Crap, you're right. Hadn't tried inverting the order of added devices,
as it didn't occur to me that it would make a difference.
You would need to remove the code quoted above to make things work the
way you want (or move it after the call to bond_compute_features() which
is effectively the same). But then the result would be even worse:
adding a LRO-capable slave to a bond having dev_disable_lro() called on
it would not disable LRO on that slave, possibly (or rather likely)
causing communication breakage.
I believe NETIF_F_LRO in its original sense should be only considered
for physical devices; even if it's not explicitely said in the commit
message, the logic behind fbe168ba91f7 ("net: generic dev_disable_lro()
stacked device handling") is that for stacked devices like bond or team,
NETIF_F_LRO means "allow slaves to use LRO if they can and want" while
its absence means "disable LRO on all slaves". If you wanted NETIF_F_LRO
for a bond to mean "there is at least one LRO capable slave", you would
need a new flag for the "LRO should be disabled for all lower devices"
state. I don't think it's worth the effort.

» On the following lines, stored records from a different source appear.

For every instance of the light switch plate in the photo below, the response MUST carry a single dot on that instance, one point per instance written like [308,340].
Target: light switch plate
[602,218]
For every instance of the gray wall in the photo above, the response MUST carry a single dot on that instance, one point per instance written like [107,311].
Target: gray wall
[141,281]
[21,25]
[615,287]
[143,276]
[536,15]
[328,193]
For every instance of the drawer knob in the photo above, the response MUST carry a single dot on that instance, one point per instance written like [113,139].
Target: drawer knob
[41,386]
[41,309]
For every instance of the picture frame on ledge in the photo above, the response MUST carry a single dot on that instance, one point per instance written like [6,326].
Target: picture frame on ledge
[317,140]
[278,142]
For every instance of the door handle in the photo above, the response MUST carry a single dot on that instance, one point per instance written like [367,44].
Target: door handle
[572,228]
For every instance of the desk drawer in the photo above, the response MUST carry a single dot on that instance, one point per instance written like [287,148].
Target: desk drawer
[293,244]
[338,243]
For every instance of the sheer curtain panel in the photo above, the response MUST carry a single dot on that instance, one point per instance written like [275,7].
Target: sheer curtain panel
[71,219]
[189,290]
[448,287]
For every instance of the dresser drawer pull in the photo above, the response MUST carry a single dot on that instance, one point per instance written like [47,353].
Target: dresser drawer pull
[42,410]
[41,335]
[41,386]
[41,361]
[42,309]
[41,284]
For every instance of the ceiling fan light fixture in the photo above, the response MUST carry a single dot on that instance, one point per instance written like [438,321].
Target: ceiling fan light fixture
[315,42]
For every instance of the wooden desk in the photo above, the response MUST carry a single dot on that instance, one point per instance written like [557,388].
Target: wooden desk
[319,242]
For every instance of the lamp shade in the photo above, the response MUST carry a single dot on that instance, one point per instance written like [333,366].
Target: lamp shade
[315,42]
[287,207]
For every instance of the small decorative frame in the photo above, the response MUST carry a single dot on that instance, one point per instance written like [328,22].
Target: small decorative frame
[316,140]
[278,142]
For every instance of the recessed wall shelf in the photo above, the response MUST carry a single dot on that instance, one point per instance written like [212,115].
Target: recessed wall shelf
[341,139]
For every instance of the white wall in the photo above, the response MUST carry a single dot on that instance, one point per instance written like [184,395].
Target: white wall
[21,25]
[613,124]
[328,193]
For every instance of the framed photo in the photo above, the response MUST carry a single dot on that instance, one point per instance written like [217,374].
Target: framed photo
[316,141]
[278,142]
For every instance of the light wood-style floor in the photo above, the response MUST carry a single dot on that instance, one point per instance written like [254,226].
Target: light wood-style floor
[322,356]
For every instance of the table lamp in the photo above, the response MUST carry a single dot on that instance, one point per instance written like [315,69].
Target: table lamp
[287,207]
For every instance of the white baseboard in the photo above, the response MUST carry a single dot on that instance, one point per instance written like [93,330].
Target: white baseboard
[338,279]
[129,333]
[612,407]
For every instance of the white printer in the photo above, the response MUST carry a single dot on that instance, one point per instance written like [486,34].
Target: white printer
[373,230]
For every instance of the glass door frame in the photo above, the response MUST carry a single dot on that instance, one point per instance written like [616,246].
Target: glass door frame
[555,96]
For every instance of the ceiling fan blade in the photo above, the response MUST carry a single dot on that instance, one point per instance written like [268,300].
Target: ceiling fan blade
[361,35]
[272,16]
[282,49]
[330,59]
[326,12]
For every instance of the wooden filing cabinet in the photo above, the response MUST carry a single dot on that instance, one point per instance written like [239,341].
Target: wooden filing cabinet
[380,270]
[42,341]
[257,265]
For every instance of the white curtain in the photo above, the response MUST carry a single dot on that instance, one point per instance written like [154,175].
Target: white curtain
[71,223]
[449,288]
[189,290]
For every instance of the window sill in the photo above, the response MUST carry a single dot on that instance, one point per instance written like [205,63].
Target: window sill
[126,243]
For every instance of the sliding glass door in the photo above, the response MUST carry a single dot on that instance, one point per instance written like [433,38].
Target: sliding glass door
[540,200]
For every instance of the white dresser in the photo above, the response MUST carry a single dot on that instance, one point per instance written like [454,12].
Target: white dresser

Yeah, my thinking was that it should mean "there's at least one lro
capable slave". If we just leave things the way they are though, I think
its confusing on the user side -- it was one of our QE people who
reported confusion being able to toggle lro on a bond when none of the
slaves supported it. And there's also the inconsistency among devices
that support lro in their vlan_features. So I think *something* should
still be done here to make things clearer and more consistent, but I'll
have to ponder that next week, since its beyond quitting time on Friday
already. :)
Oh, last thought: the comment above #define NETIF_F_ONE_FOR_ALL is
partly to blame for my not thinking harder and trying inverted ordering
of slave additions:
/*
* If one device supports one of these features, then enable them
* for all in netdev_increment_features.